Two Peoples, One State
By Michael Tarazi
Israel’s untenable policy in the Middle East was more obvious than usual last week, as the Israeli Army made repeated incursions into Gaza, killing dozens of Palestinians in the deadliest attacks in more than two years, even as Prime Minister Ariel Sharon reiterated his plans to withdraw from the territory. Israel’s overall strategy toward the Palestinians is ultimately self-defeating: it wants Palestinian land but not the Palestinians who live on that land.
As Christians and Muslims, the millions of Palestinians under occupation are not welcome in the Jewish state. Many Palestinians are now convinced that Israeli support for a Palestinian state is motivated not by a hope for reconciliation, but by a desire to segregate non-Jews while taking as much of their land and resources as possible. They are increasingly questioning the most commonly accepted solution to the Palestinian-Israeli conflict—“two states living side by side in peace and security,” in the words of President Bush—and are being forced to consider a one-state solution.
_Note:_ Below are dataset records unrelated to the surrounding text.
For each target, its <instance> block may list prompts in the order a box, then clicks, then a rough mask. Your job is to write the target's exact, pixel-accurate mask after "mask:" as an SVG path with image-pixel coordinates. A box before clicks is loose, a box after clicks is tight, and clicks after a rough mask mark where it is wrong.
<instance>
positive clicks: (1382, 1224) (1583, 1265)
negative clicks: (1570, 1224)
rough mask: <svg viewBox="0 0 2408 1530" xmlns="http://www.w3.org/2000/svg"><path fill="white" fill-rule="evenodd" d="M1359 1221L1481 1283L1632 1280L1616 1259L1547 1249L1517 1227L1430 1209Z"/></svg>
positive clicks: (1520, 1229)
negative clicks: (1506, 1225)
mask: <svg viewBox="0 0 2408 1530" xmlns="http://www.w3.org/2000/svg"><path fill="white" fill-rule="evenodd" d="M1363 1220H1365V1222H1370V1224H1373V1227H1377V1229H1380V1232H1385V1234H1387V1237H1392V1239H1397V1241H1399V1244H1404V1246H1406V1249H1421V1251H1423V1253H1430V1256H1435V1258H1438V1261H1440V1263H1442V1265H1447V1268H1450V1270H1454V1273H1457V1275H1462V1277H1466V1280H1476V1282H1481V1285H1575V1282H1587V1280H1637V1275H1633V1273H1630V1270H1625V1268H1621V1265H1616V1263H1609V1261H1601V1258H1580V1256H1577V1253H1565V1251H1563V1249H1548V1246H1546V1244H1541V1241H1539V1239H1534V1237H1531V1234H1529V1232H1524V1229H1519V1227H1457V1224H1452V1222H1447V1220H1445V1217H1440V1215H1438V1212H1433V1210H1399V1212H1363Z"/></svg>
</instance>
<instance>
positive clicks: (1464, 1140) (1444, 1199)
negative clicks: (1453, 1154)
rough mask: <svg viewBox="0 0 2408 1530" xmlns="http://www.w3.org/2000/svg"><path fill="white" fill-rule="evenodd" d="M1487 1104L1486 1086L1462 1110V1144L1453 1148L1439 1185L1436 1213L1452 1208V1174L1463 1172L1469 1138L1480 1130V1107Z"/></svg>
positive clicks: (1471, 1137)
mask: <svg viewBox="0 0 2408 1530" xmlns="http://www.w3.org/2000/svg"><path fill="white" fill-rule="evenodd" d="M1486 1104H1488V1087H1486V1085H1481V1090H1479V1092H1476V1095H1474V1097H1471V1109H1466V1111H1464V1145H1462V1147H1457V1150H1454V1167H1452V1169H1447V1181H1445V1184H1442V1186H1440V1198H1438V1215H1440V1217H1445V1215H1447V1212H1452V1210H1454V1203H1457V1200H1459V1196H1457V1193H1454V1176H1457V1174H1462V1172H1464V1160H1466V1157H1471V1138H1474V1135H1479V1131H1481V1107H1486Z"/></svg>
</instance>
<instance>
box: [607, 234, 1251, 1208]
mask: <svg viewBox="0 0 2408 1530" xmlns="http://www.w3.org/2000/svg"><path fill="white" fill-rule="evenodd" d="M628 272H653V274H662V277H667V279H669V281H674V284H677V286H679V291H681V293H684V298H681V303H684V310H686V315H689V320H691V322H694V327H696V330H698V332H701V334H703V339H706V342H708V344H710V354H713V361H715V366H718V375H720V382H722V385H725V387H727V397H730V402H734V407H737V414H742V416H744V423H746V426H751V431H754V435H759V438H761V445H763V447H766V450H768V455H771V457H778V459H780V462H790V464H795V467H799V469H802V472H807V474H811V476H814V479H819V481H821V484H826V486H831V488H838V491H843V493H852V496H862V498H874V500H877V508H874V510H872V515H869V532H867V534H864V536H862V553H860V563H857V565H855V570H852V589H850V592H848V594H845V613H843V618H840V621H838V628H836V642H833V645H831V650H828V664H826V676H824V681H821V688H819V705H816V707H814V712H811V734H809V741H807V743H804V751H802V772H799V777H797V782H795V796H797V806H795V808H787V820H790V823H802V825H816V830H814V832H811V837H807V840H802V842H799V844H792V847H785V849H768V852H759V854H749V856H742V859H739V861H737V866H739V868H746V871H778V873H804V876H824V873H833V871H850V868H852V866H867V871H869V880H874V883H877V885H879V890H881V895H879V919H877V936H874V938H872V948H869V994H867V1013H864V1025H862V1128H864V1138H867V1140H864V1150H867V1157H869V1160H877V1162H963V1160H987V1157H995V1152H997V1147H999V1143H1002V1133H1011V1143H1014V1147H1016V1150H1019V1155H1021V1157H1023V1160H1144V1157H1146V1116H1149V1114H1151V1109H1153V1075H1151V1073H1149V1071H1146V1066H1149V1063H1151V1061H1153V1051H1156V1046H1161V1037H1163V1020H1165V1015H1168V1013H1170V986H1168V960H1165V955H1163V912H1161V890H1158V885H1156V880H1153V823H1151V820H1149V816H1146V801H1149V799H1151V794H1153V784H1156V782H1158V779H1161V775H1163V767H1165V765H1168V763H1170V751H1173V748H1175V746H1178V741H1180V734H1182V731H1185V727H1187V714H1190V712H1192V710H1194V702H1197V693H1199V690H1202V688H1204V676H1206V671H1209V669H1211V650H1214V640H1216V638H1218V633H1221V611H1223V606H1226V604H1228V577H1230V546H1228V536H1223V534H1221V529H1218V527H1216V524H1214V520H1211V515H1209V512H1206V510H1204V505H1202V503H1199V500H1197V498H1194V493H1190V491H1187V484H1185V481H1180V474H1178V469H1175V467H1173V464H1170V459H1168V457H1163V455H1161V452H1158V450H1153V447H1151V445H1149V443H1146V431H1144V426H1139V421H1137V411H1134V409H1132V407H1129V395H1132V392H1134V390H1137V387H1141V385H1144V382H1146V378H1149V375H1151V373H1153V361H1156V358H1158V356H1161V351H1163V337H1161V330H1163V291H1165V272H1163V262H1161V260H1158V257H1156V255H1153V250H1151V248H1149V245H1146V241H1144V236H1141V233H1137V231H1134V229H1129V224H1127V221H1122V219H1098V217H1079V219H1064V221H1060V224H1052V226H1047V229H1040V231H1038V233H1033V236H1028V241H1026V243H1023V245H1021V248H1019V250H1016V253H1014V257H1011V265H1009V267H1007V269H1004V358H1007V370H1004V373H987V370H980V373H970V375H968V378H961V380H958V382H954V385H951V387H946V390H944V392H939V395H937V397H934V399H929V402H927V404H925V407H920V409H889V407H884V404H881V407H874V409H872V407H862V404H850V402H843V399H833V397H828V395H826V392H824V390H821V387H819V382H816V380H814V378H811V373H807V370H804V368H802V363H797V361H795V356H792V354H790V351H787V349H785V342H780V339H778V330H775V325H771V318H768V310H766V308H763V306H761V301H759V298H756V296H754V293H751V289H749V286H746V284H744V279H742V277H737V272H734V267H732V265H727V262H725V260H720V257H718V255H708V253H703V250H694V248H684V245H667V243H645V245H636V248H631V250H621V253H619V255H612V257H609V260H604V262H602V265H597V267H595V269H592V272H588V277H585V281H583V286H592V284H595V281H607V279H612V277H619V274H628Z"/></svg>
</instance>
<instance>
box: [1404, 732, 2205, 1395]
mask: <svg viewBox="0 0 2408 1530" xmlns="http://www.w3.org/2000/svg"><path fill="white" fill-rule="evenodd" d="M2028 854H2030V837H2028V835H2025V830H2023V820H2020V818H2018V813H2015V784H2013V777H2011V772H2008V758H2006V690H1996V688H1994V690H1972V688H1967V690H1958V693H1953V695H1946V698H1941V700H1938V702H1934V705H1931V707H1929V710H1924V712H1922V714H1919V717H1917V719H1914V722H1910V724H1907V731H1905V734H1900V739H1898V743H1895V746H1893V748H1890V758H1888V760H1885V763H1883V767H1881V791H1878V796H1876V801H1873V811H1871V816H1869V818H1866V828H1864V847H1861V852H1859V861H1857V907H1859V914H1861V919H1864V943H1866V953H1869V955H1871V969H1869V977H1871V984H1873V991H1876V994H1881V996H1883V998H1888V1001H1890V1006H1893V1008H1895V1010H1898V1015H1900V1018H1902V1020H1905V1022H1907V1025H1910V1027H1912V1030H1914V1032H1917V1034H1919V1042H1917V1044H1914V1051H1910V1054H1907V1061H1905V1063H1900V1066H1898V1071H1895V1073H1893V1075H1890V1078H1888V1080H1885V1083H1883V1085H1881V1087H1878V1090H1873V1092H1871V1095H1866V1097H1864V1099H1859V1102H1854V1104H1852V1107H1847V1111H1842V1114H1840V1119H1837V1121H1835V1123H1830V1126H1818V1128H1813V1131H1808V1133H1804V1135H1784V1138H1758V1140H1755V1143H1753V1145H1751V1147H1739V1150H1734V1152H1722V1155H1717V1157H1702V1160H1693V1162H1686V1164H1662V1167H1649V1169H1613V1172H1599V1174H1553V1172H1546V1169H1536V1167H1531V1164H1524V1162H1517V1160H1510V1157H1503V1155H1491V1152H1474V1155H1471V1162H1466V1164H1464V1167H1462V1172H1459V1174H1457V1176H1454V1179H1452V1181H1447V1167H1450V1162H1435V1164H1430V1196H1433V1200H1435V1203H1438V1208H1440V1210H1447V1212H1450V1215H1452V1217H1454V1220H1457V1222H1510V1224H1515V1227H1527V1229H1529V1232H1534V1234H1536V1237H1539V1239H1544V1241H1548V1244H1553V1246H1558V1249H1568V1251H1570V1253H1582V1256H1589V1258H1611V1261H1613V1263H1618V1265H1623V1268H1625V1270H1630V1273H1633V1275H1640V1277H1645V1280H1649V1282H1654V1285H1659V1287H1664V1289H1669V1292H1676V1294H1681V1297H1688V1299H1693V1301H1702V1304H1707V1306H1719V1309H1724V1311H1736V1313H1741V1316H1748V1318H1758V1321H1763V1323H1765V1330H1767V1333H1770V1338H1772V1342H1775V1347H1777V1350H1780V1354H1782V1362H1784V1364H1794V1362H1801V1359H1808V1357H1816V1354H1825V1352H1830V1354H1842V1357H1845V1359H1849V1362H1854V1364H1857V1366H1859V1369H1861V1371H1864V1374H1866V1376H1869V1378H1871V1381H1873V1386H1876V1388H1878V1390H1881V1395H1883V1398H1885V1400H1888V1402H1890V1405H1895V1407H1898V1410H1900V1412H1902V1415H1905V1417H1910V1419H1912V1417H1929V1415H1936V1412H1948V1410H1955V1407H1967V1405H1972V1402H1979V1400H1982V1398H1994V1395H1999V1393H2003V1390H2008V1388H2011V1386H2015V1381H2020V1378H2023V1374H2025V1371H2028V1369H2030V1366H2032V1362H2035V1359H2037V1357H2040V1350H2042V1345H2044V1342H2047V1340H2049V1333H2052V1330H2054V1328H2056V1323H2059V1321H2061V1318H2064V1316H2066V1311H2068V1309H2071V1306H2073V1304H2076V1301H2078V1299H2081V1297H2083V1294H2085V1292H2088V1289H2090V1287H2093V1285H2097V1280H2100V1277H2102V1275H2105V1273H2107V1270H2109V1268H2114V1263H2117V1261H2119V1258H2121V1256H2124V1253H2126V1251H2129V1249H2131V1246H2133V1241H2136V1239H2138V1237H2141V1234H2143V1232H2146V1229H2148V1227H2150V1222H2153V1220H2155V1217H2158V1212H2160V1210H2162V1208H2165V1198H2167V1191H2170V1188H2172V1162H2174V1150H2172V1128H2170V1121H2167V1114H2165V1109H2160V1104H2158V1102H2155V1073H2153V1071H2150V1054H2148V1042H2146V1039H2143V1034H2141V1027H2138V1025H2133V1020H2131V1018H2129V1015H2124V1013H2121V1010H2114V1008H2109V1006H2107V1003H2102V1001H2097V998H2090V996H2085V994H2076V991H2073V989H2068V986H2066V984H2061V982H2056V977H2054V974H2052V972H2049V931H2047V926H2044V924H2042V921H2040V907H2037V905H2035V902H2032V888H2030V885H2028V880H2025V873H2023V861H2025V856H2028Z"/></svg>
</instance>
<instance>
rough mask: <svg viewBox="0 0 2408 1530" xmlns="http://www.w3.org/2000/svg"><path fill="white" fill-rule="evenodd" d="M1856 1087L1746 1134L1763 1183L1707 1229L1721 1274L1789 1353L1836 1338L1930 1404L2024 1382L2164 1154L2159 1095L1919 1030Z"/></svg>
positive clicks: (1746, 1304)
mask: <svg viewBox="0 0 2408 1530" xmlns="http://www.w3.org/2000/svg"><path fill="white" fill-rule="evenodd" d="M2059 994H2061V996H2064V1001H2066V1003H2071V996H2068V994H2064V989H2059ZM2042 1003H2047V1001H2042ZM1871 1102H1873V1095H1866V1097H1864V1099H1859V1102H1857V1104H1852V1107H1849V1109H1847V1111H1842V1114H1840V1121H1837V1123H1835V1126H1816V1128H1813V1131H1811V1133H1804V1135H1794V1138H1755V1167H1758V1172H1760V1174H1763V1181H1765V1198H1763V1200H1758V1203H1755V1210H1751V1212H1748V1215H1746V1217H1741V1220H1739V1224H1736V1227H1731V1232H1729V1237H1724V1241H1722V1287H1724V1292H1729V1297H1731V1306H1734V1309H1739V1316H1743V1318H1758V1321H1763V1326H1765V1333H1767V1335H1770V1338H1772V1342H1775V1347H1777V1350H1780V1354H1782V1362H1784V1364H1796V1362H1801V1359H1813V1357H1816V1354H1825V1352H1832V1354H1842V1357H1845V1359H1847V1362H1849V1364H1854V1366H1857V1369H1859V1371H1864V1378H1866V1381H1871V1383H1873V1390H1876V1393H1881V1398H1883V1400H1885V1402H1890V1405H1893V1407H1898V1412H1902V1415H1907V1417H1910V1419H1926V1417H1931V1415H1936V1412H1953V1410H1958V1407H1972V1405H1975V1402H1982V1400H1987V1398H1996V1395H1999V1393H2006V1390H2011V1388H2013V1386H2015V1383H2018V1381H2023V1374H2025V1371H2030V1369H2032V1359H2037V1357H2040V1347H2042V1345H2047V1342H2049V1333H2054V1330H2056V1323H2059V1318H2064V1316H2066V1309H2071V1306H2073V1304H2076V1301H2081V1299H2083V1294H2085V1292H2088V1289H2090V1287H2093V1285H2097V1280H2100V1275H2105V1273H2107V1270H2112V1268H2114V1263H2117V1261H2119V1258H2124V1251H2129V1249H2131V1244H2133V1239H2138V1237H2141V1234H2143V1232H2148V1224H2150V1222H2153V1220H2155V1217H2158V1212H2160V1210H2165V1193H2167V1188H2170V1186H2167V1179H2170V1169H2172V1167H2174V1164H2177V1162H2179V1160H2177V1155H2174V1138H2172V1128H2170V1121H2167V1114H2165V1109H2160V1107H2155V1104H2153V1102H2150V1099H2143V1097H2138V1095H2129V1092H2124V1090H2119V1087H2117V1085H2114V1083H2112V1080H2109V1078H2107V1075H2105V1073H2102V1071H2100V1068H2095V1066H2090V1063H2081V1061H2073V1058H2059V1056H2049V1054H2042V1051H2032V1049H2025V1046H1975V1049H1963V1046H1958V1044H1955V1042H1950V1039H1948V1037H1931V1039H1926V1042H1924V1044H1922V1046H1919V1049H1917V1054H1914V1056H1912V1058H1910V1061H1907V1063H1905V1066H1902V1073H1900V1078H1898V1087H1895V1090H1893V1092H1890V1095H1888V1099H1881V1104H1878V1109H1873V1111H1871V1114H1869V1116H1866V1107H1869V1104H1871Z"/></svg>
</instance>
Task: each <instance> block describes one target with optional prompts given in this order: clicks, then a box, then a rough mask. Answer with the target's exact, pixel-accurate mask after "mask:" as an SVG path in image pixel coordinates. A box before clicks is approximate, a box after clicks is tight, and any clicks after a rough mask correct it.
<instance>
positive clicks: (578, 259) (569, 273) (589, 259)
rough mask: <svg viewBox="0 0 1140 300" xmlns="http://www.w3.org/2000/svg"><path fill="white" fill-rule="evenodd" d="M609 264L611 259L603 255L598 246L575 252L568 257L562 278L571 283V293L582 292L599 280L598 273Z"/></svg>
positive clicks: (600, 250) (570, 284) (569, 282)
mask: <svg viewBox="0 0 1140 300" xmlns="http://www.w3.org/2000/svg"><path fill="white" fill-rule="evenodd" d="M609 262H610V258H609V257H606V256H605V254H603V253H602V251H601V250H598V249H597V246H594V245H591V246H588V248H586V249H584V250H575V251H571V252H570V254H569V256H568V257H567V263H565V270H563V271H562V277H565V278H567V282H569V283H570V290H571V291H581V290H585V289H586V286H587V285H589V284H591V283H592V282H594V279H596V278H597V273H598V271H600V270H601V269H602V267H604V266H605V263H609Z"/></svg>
To Palestinians, the strategy behind Israel’s two-state solution is clear. More than 400,000 Israelis live illegally in more than 150 colonies, many of which are atop Palestinian water sources. Mr. Sharon is prepared to evacuate settlers from Gaza—but only in exchange for expanding settlements in the West Bank. And Israel is building a barrier wall not on its land but rather inside occupied Palestinian territory. The wall’s route maximizes the amount of Palestinian farmland and water on one side and the number of Palestinians on the other.
Yet while Israelis try to allay a demographic threat, they are creating a democratic threat. After years of negotiations, coupled with incessant building of settlements and now the construction of the wall, Palestinians finally understand that Israel is offering “independence” on a reservation stripped of water and arable soil, economically dependent on Israel and even lacking the right to self-defense.
As a result, many Palestinians are contemplating whether the quest for equal statehood should now be superseded by a struggle for equal citizenship. In other words, a one-state solution in which citizens of all faiths and ethnicities live together as equals. Recent polls indicate that a quarter of Palestinians favor the secular one-state solution—a surprisingly high number given that it is not officially advocated by any senior Palestinian leader.
Support for one state is hardly a radical idea; it is simply the recognition of the uncomfortable reality that Israel and the occupied Palestinian territories already function as a single state. They share the same aquifers, the same highway network, the same electricity grid and the same international borders. There are no road signs reading “Welcome to Occupied Territory” when one drives into East Jerusalem. Some government maps of Israel do not delineate Israel’s 1967 pre-occupation border. Settlers in the occupied West Bank (including East Jerusalem) are interspersed among Palestinian towns and now constitute nearly a fifth of the population. In the words of one Palestinian farmer, you can’t unscramble an egg.
But in this de facto state, 3.5 million Palestinian Christians and Muslims are denied the same political and civil rights as Jews. These Palestinians must drive on separate roads, in cars bearing distinctive license plates, and only to and from designated Palestinian areas. It is illegal for a Palestinian to drive a car with an Israeli license plate. These Palestinians, as non-Jews, neither qualify for Israeli citizenship nor have the right to vote in Israeli elections.
In South Africa, such an allocation of rights and privileges based on ethnic or religious affiliation was called apartheid. In Israel, it is called the Middle East’s only democracy.
Most Israelis recoil at the thought of giving Palestinians equal rights, understandably fearing that a possible Palestinian majority will treat Jews the way Jews have treated Palestinians. They fear the destruction of the never-defined “Jewish state.” The one-state solution, however, neither destroys the Jewish character of the Holy Land nor negates the Jewish historical and religious attachment (although it would destroy the superior status of Jews in that state). Rather, it affirms that the Holy Land has an equal Christian and Muslim character.
For those who believe in equality, this is a good thing. In theory, Zionism is the movement of Jewish national liberation. In practice, it has been a movement of Jewish supremacy. It is this domination of one ethnic or religious group over another that must be defeated before we can meaningfully speak of a new era of peace; neither Jews nor Muslims nor Christians have a unique claim on this sacred land.
The struggle for Palestinian equality will not be easy. Power is never voluntarily shared by those who wield it. Palestinians will have to capture the world’s imagination, organize the international community and refuse to be seduced into negotiating for their rights.
But the struggle against South African apartheid proves the battle can be won. The only question is how long it will take, and how much all sides will have to suffer, before Israeli Jews can view Palestinian Christians and Muslims not as demographic threats but as fellow citizens.
Editor’s Note: Michael Tarazi is a legal adviser to the Palestine Liberation Organization. His unusually well-argued statement in support of a democratic secular Palestine/Israel, “Two Peoples, One State,” is to our knowledge the first time a presentation of the fraudulent character of the so-called “two-state solution” has ever appeared in the Times. Tarazi, however, is not an employee of the New York daily, it was submitted by the author as an OP-Ed contribution.